Petitjean
Hippolyte
Mâcon 1854 — Paris 1929
Jeune femme enlevant sa robe
Aquarelle sur papier.
390 x 240 mm (15 6/16 x 9 7/16 in.)
Provenance
Atelier de l’artiste, son cachet en bas à droite (Lugt 2022c).
Ce dessin pointilliste, élégant et lumineux compte parmi les œuvres sur papier les plus séduisantes du peintre mâconnais Hippolyte Petitjean. D’un milieu social très modeste, Petitjean travaille très jeune chez un peintre décorateur. En 1872, il s’installe à Paris où il étudie aux Arts Décoratifs et à l’École des beaux-arts sous Alexandre Cabanel. L’art de Pierre Puvis de Chavannes produit sur lui une impression qui perdurera toute sa carrière. Après sa rencontre avec Georges Seurat en 1884, il adhère aux thèses du pointillisme et du divisionnisme. Le témoignage de leur amitié survit dans un portrait de Petitjean dessiné par Seurat1. En 1891, il expose au Salon des Indépendants, puis il participe à l’exposition des divisionnistes de la galerie d’art Le Barc de Boutteville en 1892, galerie d’avant-garde installée au 47 rue Le Peletier et ouverte aux artistes impressionnistes et symbolistes entre 1891 et 1897.
Il expose également à Bruxelles aux Salons du groupe des XX en 1893, et de la Libre esthétique en 1898. Il est avec Théo Van Rysselberghe et Henry van de Velde l’un des artistes qui participent à diffuser et ancrer le divisionnisme en Belgique. Il est représenté par la galerie de Lucien Moline, rue Laffitte, spécialisée dans les néo-impressionnistes à partir de 1893.

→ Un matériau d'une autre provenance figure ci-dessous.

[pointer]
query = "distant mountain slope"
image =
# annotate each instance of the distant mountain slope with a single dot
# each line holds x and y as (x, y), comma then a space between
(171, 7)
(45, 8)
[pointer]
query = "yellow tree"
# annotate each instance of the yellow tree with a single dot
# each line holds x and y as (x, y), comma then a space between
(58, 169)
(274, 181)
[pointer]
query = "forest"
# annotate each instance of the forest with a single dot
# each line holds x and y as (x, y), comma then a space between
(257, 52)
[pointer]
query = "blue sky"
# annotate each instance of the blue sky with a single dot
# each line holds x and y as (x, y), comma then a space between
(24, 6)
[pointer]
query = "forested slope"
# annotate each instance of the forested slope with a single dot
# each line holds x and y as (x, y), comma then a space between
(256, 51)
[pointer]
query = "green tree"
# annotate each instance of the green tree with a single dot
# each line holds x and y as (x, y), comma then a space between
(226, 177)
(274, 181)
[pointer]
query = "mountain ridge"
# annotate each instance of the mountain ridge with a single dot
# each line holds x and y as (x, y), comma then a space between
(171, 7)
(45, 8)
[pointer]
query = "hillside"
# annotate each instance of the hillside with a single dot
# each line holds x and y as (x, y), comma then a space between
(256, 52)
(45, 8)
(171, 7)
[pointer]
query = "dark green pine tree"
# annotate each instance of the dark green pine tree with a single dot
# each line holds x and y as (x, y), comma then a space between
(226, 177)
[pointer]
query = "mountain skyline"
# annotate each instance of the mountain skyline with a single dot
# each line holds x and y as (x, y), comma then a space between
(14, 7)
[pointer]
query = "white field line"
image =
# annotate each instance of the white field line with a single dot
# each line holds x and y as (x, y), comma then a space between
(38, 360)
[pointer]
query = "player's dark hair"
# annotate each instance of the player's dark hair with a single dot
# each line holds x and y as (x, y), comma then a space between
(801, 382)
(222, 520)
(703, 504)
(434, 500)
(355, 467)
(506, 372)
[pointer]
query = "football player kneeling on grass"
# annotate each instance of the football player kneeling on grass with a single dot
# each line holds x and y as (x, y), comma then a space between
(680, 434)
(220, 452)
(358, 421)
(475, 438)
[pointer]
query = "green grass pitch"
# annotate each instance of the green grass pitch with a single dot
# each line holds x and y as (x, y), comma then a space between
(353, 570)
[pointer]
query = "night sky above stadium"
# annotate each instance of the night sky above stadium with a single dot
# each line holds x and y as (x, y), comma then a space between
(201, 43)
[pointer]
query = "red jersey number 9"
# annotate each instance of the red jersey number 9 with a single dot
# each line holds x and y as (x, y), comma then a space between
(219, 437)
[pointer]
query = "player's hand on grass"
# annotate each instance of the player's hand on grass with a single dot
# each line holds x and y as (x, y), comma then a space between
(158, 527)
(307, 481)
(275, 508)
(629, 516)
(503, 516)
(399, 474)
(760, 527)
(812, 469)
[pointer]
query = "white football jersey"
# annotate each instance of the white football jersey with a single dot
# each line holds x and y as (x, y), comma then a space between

Proche des milieux libertaires et anarchistes, sans s’y engager complètement, Petitjean produit aussi des illustrations pour Les Temps nouveaux sous le nom de Jehannet, dont L’Aube en 1896. Son portrait de Marthe Charles-Albert témoigne de sa proximité avec les chantres de l’art social. Il participe à l’Hommage des artistes à Picquart, ouvrage publié en 1899 pour manifester leur soutien au colonel Picquart alors emprisonné depuis six mois pour avoir défendu l’innocence d’Albert Dreyfus. En 1894, il se dispute avec Signac, trouvant le système divisionniste trop enfermant et exprime son admiration pour les Impressionnistes, notamment pour Monet. Il n’abandonnera cependant pas le système pointilliste qui persiste dans son œuvre jusqu’à la fin de sa carrière. Son œuvre graphique montre son attachement à l’observation de la nature et à un dessin classique, bien qu’il réalise également de nombreuses aquarelles pointillistes. La carrière de Petitjean fut fluctuante et c’est grâce à un poste de professeur de dessin alloué par la ville de Paris qu’il peut subvenir aux besoins de sa famille.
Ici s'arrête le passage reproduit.